There is only one step from fiction to reality when you read Lem. His novels (Solaris, Cyberiad, Congress of Futurology) were conceptual laboratories where he explored ideas that he later technically developed in Summa. But Summa is not fiction: it is hardcore technology philosophy, with references to cybernetics, thermodynamics, systems theory, and evolutionary biology. Lem was not a dabbler; he had studied medicine, knew the science of his time, and voraciously read everything that came his way. His method was rigorous: he started from solid scientific premises and extrapolated them to their most extreme logical consequences. Some accused him of being too speculative, but over time it has been shown that his speculations were well-founded. The problem, in any case, was not that he was too imaginative but that reality turned out to be as strange as he had anticipated. Today, when we discuss whether AIs can be conscious, whether we should regulate genetic editing, whether virtual reality can replace physical experiences, we are having exactly the conversations Lem proposed in 1964. Only now they are urgent because technology is already here.
Lem remains relevant not only for his insights but for his method. He taught us to think of technology not as a collection of gadgets but as an evolutionary process with its own dynamics. He showed us that the important questions are not technical but philosophical: what do we want to do with the power that technology gives us? How do we prevent it from destroying us? Can we consciously direct our technical evolution or are we doomed to be swept along by it? Lem had no definitive answers, but he had brilliant questions. And in a world where technology advances faster than our ability to reflect on it, questions matter as much as answers. Summa Technologiae is an uncomfortable book because it forces us to confront our own precariousness: we are a very powerful species but very little wise. We have developed tools that can alter the planet and perhaps the solar system, but we continue to operate with brains designed for the African savanna of the Pleistocene. Lem knew this, and his work is an attempt to give us a map to navigate that contradiction.

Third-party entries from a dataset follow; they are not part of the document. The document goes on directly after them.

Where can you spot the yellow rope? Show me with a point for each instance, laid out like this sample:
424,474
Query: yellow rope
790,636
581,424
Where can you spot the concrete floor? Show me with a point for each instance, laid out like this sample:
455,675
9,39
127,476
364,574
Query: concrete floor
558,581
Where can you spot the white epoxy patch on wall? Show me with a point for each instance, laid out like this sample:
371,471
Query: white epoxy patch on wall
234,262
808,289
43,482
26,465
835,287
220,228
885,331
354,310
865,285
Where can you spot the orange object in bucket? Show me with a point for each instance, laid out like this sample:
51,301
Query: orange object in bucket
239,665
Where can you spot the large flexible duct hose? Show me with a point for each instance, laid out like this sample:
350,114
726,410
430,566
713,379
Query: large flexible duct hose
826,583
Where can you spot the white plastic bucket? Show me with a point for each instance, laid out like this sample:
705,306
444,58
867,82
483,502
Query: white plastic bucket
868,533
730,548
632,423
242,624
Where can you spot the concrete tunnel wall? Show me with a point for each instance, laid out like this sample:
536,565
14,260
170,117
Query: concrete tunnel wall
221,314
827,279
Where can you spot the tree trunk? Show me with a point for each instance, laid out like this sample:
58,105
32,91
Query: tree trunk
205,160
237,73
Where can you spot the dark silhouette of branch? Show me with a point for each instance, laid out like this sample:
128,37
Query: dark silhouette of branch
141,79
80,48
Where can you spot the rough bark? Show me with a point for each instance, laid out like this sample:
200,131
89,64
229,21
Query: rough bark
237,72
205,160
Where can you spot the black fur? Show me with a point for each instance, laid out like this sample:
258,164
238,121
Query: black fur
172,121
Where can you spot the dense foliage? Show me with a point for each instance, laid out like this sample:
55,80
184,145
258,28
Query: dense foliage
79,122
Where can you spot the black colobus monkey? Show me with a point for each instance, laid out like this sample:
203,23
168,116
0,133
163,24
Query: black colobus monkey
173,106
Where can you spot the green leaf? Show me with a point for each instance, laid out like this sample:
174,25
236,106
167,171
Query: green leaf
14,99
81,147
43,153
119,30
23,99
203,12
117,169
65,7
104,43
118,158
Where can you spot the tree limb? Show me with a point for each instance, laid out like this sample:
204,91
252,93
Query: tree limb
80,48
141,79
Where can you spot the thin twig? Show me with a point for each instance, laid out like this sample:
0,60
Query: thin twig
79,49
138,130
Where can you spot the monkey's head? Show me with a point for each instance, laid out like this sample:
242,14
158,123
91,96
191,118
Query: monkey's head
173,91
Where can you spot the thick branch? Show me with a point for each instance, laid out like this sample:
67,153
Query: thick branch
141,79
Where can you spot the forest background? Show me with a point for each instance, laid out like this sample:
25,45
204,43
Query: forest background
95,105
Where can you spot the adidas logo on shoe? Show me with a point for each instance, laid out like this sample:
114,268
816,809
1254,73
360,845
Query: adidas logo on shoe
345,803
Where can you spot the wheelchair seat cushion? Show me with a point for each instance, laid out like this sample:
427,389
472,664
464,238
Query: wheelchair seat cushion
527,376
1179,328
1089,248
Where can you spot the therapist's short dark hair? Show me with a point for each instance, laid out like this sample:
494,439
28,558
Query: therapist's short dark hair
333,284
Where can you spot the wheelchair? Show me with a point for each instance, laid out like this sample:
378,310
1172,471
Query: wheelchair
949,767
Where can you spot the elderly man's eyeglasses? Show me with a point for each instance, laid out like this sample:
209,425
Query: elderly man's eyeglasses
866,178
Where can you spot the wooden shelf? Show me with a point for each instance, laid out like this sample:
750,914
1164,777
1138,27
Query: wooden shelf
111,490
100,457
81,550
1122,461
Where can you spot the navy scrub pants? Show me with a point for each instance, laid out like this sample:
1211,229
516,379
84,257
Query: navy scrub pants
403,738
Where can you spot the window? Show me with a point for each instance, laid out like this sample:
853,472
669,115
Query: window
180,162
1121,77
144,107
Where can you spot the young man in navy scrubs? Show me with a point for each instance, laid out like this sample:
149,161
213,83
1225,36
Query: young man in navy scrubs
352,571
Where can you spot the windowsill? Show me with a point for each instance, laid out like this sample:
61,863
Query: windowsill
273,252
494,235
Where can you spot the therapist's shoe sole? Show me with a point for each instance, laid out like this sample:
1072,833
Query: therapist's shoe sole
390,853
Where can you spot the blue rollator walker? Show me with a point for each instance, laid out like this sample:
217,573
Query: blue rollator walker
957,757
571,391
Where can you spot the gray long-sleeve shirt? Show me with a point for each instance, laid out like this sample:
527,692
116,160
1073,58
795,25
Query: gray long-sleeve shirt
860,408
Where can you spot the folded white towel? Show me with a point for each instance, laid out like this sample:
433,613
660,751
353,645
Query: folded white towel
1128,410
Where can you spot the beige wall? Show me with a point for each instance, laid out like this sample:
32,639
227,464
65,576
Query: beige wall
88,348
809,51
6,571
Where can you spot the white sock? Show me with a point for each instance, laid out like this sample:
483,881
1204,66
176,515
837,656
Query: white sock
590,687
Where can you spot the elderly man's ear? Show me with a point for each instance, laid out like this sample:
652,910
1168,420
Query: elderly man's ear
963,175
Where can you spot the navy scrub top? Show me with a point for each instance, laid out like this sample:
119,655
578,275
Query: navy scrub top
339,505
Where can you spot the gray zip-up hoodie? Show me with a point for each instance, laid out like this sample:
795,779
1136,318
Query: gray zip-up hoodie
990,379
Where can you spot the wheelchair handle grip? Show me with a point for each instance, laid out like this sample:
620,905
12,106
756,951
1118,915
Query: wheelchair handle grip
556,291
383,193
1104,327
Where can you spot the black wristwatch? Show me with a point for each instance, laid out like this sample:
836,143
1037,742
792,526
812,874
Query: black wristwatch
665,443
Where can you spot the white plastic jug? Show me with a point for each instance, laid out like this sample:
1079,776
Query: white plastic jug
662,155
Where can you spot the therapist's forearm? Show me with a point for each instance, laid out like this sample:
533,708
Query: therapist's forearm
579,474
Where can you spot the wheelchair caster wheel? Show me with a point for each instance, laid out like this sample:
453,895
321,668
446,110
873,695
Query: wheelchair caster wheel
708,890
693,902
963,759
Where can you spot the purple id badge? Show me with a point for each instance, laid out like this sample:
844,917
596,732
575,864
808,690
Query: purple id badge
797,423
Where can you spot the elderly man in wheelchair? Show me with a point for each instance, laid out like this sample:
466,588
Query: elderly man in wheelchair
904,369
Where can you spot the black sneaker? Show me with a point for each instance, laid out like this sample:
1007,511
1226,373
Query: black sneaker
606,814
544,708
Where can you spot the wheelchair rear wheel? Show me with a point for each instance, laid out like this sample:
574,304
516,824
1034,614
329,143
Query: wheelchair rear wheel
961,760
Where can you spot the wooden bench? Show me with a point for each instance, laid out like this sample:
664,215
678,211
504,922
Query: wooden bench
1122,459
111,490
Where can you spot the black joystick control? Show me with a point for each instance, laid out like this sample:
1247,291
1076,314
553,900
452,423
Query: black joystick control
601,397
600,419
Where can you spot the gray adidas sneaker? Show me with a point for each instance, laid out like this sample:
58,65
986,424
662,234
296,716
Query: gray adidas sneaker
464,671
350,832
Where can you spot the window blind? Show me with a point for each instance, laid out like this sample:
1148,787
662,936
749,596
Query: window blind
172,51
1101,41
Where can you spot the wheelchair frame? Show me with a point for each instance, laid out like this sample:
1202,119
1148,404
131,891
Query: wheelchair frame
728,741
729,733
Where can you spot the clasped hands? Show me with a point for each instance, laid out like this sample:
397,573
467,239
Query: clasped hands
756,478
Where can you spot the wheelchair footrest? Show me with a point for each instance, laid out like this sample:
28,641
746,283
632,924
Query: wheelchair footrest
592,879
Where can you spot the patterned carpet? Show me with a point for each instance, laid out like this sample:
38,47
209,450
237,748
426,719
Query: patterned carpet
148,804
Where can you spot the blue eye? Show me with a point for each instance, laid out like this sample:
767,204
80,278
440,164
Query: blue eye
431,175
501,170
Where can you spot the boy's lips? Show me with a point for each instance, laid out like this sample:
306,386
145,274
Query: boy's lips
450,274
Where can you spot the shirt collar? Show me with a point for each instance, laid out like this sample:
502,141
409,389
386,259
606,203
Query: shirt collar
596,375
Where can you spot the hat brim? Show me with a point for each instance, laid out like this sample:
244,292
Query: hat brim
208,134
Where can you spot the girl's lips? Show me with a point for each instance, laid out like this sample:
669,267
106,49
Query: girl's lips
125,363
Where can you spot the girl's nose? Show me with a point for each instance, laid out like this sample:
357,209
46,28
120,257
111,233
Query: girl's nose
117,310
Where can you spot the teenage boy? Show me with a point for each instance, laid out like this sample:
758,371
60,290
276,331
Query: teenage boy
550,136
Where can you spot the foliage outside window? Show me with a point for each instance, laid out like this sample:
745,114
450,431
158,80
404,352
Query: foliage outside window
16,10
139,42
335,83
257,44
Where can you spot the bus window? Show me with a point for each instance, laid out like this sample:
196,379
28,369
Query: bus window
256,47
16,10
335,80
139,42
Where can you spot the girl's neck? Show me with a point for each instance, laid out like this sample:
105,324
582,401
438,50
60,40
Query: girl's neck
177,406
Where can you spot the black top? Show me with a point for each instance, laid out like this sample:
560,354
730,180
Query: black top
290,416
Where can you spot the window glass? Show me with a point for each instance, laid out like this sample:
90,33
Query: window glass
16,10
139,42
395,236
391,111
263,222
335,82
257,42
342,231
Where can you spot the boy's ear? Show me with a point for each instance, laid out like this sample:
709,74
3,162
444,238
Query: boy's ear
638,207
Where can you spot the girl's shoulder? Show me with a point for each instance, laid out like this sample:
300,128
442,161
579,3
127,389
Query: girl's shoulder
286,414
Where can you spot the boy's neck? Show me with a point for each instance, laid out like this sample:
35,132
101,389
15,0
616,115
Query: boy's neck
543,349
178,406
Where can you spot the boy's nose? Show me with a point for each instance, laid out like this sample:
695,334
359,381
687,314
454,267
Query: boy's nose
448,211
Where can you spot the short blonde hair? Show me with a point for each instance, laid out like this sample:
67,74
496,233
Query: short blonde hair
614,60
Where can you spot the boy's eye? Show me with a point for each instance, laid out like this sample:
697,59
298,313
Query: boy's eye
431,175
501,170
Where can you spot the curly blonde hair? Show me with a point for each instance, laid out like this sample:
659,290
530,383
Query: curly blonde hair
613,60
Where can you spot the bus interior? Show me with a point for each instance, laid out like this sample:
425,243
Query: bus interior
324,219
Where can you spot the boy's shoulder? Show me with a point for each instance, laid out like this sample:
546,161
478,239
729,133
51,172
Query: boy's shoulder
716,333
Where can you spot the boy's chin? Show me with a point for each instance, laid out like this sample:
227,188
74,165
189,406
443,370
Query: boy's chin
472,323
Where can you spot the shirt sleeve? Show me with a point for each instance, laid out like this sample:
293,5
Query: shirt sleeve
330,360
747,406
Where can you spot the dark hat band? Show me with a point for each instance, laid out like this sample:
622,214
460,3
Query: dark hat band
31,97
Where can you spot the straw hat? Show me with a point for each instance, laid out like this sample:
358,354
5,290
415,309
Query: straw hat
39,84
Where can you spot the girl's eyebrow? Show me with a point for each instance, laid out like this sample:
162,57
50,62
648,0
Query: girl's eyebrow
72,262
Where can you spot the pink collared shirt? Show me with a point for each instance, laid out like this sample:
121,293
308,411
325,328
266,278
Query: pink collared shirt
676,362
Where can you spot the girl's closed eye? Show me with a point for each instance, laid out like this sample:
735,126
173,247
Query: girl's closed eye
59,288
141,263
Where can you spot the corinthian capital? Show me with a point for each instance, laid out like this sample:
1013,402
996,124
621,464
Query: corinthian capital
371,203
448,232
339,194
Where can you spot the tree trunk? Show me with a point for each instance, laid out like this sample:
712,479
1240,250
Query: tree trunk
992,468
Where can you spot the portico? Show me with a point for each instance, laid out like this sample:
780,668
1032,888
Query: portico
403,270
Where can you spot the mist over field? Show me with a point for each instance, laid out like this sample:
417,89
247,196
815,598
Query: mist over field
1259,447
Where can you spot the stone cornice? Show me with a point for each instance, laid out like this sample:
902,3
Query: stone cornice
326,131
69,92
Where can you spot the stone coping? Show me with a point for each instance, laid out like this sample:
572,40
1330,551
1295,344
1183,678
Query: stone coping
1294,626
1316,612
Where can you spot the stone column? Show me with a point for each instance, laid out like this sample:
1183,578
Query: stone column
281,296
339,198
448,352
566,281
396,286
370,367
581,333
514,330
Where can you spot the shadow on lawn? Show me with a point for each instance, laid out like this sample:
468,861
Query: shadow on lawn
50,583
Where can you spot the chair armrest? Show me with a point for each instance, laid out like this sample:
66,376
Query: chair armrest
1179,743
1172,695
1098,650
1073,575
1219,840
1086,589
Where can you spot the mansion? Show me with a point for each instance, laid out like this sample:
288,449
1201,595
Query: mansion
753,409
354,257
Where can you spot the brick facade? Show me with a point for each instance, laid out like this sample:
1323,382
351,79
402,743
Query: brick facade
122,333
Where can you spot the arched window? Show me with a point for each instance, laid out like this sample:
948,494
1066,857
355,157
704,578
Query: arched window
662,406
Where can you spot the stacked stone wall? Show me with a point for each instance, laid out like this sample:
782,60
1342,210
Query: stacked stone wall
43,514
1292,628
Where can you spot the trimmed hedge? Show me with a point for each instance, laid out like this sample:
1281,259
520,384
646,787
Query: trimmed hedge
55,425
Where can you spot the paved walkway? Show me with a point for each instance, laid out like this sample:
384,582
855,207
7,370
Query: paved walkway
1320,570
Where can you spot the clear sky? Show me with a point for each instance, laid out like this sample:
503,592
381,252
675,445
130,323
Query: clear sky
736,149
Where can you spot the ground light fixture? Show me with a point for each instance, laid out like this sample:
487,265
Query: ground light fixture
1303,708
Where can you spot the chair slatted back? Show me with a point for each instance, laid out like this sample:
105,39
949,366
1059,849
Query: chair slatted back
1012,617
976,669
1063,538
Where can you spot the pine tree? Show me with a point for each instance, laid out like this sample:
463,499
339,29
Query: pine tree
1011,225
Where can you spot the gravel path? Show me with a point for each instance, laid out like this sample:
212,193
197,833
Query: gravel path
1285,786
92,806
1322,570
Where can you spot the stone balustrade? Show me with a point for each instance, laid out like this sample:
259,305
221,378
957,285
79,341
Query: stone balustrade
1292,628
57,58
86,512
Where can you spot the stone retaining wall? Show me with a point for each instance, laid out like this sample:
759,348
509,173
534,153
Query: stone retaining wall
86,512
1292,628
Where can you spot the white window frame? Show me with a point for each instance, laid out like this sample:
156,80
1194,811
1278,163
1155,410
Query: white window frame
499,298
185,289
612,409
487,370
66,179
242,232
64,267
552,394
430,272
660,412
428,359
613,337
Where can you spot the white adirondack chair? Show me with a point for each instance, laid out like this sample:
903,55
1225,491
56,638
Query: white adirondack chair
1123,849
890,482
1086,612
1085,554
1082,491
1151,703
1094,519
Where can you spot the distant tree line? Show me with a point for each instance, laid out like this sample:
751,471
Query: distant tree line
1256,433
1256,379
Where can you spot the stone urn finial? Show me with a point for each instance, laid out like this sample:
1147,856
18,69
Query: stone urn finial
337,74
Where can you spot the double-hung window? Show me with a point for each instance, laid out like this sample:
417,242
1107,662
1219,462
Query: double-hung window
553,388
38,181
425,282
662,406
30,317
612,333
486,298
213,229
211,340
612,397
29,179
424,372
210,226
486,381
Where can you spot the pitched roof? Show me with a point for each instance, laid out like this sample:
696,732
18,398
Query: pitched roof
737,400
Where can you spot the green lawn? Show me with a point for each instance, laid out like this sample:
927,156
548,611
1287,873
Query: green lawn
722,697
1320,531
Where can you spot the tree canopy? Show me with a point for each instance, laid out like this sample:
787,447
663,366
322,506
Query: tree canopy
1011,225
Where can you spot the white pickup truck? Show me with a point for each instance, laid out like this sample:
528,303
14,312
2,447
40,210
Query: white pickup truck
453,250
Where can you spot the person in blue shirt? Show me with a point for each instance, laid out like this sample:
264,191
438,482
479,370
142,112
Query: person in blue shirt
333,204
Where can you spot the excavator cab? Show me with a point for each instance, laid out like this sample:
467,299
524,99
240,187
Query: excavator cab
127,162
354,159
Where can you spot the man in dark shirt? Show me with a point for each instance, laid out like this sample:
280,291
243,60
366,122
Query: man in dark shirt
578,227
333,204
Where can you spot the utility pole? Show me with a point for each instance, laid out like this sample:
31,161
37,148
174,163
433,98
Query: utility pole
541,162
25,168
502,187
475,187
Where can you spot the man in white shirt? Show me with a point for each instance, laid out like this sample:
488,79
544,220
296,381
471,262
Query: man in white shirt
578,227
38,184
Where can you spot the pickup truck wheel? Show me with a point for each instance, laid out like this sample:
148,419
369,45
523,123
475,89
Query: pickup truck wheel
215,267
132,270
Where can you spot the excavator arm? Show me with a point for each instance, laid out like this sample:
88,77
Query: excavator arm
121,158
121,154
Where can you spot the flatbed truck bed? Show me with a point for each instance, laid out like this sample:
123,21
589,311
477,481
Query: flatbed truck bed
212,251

Reading Summa Technologiae today is a strange experience. On one hand, you realize that many of the "novelties" of 21st-century technology were already conceptually laid out in 1964. On the other hand, you understand that Lem was not a prophet but simply someone who took seriously the implications of what science already knew in his time. The difference between Lem and us is not that he saw the future; it's that we, with the future upon us, still don't see it clearly. We continue to think of technology as something optional, reversible, controllable, when in reality it is constitutive of who we are as a species. Lem understood this 60 years ago. We are just beginning to digest it. And while they are the same questions we ask ourselves today, the sense of urgency is palpable, and we don't have 60 more years to think about the answers.